Mail Services to improve speed of service

Mail services will be implementing changes this coming year to better serve the Mason community (photo by Nathan Garduno).
Mail services will be implementing changes this coming year to better serve the Mason community (photo by Nathan Garduno).

There are few students on George Mason University’s Fairfax campus that do not know the agony of waiting in line at the mail room.  More often than not, the line weaves around the mail stacks and along the hallway as students wait to receive their packages.

To address concerns from students, the Office of Sustainability put out a survey asking for residential student feedback on Mason’s Mail Services. The “Customer Satisfaction Survey” confirmed that “package service speed” is the primary criticism of Mason’s Mail Services. Joseph Slott, the manager of the Mail Services Center, took the survey’s results as a motivation to change the way management and students think of Mason’s Mail Services.

The survey received 25 percent participation from students with mailboxes on campus, which according to Slott is one of the highest turnouts the survey has ever received.  Slott credits two factors for this year’s increased input: the promise of gifts to some who participated and the Office of Sustainability’s new online format for Mason surveys.
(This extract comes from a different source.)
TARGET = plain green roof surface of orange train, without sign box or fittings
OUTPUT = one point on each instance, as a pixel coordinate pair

The awards were given randomly, with a 1st place prize of a $250 gift card to Patriot Computers. Slott also credits Dan Waxman, the sustainability manager, for the increased feedback.

“It was the first time this survey was conducted in this (online) format .” Waxman said. “The survey was also very inclusive with regards to asking demographics, year of students and gender identity.”

The most common concern was package service speed, followed by a need for longer service hours. Slott says his team has already started implementing changes to improve Mail Services’ public image.

“Customer service has improved vastly,” Slot said. “It’s not because they (the previous mail room managers) were doing anything wrong, but our new approach is to treat each student and faculty member as a customer.”

The mail room has promised to undertake new initiatives to address these criticisms.

“We’ll be increasing hours in the fall, package pickup will be open until 7 between Monday and Friday,” Slott said. “We’ll also have some new systems coming in [so] all you’ll have to do is swipe the card. No more signing or waiting.”

By expanding the service hours, Slott hopes the speed will increase as well.  The new card-based system is expected to drastically reduce time waiting at checkout and will help Mail Services organize packages. Slott also noted that, “Student Mail Services’ physical foot print on campus will be much larger in the coming year.”